Why this blog
- Priya
- Jun 5, 2018
- 3 min read
Updated: Dec 16, 2018

I am one of those lucky few speech language pathologists (SLP) who have had the opportunity to work in all sorts of settings and see the entire spectrum of special needs children.
I started my career in India a decade ago. At that time, India had just six or seven colleges to train speech pathologists, and there were only a couple of thousand therapists for a billion people. With minimal resources, little money, and without assessment tools or therapy materials, we learned to assess, diagnose, and treat children and adults. We regularly attended camps in rural parts of India, where we evaluated, diagnosed, and counseled hundreds of patients in a single day. We treated the poor for ten rupees (eighteen cents USD) or for free. We neither had much money nor made much money. It was not a perfect system, but I did have one thing—job satisfaction.
Then I came to the United States. I worked in preschool, elementary, middle, high, and postsecondary schools, as well as a juvenile justice program and two private special schools. In my career I had the opportunity to see the entire spectrum of special education in the United States and its results—from the time children entered special education programs to when they left as young adults.
The US government spends $77.3 billion per year on these special education programs. That means on average, the government spends $12,474 per year, per special needs child. So over a period of twenty years, the cost averages $249,480 per special needs student. Thus, here in the US, there is money, as well as infrastructure, professionals, and research and development. This is the nearly perfect, dream-come-true system. But here I do not have one thing—job satisfaction. Here I am stressed out. As a professional, I spend most of my time and energy in a polished, defensive, politically correct depiction of reality. I attend never-ending IEP meetings to talk about a child who may be struggling to feed himself or speak for himself. The meetings may include more than a dozen people—half of whom who have seen the child for less than an hour or never at all. Claims, demands, denials, and fights that go on and on . . . The result is more confused, frustrated, and unhappy parents and school districts. Everyone loses money, time, and energy.
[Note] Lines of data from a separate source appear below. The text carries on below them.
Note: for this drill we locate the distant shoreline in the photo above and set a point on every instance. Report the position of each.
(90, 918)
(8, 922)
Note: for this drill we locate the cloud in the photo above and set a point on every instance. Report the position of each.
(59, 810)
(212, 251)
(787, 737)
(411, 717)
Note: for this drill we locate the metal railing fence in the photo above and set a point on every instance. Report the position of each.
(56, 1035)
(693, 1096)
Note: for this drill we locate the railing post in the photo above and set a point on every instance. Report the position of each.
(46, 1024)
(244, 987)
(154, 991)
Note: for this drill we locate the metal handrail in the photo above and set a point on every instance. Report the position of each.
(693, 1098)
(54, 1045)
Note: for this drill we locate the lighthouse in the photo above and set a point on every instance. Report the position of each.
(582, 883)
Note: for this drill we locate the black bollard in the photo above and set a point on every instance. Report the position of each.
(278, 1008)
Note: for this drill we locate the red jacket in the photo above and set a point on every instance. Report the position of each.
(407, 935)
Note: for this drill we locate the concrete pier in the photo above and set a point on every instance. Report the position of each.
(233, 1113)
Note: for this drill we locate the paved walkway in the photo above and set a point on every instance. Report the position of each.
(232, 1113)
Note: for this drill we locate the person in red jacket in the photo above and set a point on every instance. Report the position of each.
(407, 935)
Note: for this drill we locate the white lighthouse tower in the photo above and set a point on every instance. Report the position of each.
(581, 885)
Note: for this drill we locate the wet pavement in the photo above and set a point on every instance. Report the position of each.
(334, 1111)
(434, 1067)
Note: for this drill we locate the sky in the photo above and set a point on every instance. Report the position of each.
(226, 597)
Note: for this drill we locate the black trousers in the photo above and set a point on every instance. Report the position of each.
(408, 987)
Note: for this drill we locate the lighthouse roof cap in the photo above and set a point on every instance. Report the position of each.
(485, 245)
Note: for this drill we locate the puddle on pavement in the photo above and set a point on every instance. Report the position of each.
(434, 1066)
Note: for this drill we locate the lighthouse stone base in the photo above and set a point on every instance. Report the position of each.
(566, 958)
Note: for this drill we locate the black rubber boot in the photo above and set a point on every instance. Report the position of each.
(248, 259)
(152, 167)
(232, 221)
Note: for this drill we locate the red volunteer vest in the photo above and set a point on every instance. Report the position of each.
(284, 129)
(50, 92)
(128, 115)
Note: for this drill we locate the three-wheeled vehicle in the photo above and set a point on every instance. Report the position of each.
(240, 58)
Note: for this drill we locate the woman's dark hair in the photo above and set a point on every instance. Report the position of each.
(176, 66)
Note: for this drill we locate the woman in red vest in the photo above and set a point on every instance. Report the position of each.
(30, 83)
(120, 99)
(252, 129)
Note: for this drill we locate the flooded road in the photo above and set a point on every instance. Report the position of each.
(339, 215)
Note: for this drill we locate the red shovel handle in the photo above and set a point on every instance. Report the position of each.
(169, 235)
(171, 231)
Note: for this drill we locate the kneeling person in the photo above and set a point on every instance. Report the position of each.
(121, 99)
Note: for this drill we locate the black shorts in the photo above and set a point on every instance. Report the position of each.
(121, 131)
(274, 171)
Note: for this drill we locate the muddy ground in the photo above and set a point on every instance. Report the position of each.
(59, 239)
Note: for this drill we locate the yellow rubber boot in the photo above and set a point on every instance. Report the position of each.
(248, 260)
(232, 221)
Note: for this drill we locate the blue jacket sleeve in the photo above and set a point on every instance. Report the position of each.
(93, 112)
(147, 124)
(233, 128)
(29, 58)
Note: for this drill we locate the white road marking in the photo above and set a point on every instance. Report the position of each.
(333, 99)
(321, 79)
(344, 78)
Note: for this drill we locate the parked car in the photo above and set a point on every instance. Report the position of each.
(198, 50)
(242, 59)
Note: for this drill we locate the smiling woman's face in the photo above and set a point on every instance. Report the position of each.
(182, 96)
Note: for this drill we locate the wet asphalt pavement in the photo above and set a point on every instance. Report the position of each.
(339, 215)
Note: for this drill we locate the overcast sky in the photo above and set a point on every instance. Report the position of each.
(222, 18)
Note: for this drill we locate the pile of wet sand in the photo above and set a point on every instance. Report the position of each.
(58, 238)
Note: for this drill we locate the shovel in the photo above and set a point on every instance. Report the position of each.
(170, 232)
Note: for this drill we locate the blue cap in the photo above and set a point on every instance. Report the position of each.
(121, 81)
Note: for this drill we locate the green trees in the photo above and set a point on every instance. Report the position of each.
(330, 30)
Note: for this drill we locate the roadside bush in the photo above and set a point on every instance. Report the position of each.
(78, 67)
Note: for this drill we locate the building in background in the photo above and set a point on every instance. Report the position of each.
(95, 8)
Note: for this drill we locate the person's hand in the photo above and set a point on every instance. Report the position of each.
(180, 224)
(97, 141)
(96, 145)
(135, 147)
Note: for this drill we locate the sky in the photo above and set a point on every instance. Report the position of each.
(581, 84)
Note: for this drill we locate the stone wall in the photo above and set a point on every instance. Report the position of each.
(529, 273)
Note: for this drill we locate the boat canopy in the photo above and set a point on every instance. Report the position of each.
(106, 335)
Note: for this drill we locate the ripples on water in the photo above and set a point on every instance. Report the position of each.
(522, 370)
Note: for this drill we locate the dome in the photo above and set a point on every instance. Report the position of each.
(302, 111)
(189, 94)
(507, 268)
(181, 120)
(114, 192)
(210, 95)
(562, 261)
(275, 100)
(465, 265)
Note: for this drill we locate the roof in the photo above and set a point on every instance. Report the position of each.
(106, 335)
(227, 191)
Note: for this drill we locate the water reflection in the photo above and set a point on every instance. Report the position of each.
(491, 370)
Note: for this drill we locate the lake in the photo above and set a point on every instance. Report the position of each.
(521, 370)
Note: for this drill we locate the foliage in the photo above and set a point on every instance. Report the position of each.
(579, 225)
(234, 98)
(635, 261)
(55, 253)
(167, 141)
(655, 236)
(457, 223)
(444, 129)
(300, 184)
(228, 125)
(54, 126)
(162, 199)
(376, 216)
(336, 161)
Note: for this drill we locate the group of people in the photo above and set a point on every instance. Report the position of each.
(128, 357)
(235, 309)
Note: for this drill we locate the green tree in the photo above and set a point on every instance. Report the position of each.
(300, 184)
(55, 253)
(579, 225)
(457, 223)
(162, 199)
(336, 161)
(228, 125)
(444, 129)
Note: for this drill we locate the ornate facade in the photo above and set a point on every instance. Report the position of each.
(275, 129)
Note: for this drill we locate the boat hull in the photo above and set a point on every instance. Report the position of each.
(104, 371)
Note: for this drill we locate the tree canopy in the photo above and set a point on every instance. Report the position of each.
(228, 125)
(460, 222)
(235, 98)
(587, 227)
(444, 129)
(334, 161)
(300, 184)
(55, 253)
The children still struggle in their own ways. The US special education system functions so irrationally that my common sense does not permit me to follow the herd anymore.
The real question here is—does more money, more professionals, more scientific advancement, and more infrastructure solve our problems? Does more of anything make our process and outcome better? My short answer is no. Our problem lies in our mindset, in our priorities, in our obsessions, and in our understanding.
With this blog I am not trying to challenge or fix anything or anyone. I only desire to share my perspective on special education and disabled children, which I’ve developed from my experiences. Through parables, anecdotes, and stories, I wish to shed light on the US special education system from a vantage point that I hope will help American parents see special education services within a wider context. No government, school, social worker, therapist, or teacher lives with and feels the everyday pain and stress of parents of children with disabilities. Parents care for and worry about their own child more than anybody else does. So I believe that parents should be given all available tools to help their child succeed. This blog is an attempt to give parents a bird's-eye view of common mistakes, typical distractions, and what really matters.